O filme Oppenheimer, de Christopher Nolan, baseado no livro American Prometheus, de Kai Bird e Martin J. Sherwin, ganhador do prestigioso prêmio Pulitzer de 2006, nos Estados Unidos, faz parte de uma categoria em extinção: o longa longo. Três horas de duração. Fomos vê-lo, no Shopping Moinhos, único estabelecimento do gênero que me atrevo a adentrar, às cinco da tarde, único horário aceitável para sexagenários como eu diante da duração do espetáculo. No padrão clássico de Hollywood, é um belo filme. Tem uma história densa, herói contraditório, antagonista, vilão por vaidade e patriotismo, figuras míticas da ciência, Albert Einstein e Niels Bohr e outros, e um fio condutor infalível: ao fazer a bomba atômica os homens roubaram o fogo dos deuses e, como Prometeu, pagarão por isso pelo resto do tempo.

Em O gene, uma história íntima, uma biografia da genética, melhor do que qualquer romance publicado no Brasil nos últimos 40 anos, o indiano Siddhartha Mukherjee cita uma frase de Arthur C. Clarke que explica, em parte, o fascínio pela história de Oppenheimer, considerado o pai da bomba atômica: “Qualquer tecnologia avançada o suficiente é indistinguível da magia”. Como foi possível que cientistas tenham ido tão longe?
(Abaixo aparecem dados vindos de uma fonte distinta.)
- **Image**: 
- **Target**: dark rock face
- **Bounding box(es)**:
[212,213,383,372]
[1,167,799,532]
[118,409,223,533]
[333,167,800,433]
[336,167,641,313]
Outra citação do mesmo livro, essa de William Bateson, responde: “Quando o poder é descoberto, o homem sempre recorre a ele”. Oppenheimer e seus cientistas, isolados numa cidade construída no meio do deserto, em Los Alamos, achavam que estavam construindo um artefato por razões científicas, não para usá-lo. Pagaram caro por essa ingenuidade ou cegueira deliberada.

Paradoxal é que o próprio Oppenheimer chegou a crer que a construção da bomba, por dissuasão, poderia acabar com todas as guerras. O futuro mostraria que ela serviu para entronizar a guerra convencional. Como ninguém se atreve, depois de Hiroshima e Nagasaki, a explodir outra bomba atômica, resta guerrear com armas convencionais, como fazem Rússia e Ucrânia. Um ponto interessante do filme é a anedota sobre uma cidade japonesa que escapou de ser alvo por ter sido o local da lua de mel de um dos gestores do extermínio.

Em alguns momentos o filme se arrasta como deve parecer uma aula de física quântica para quem só está acostumado com entretenimentos leves, o mais pesado sendo alguma CPI da Câmara dos Deputados ao vivo. Talvez pudesse levar uma tesourada de uma hora sem perda para a compreensão do enredo. Tudo que passa de duas horas fere nossa sensibilidade formada por décadas de futebol na televisão aberta.

Longe vai o tempo em que peças de teatro podiam ter cinco horas e dois ou três intervalos para casamentos. Já ouvi alguém dizer que Oppenheimer é chato. Direi que é uma obra-prima de acordo com as regras do gênero: um longa longo que tem por primeiro interesse contar uma grande história sem sacrificar a linguagem nem revolucionar a estética. Já é o bastante. O diretor nem gosta muito de intervenções artificiais na sua lógica natural. Não fossem as três horas, eu veria de novo. Algo como ver um grande jogo do Inter duas vezes. Filmão.

A bomba é o triunfo da vaidade dos cientistas: se podemos fazer e ficar famosos com a realização, por que não iriamos tentar?

As consequências, como dizia o Barão de Itararé, vem depois.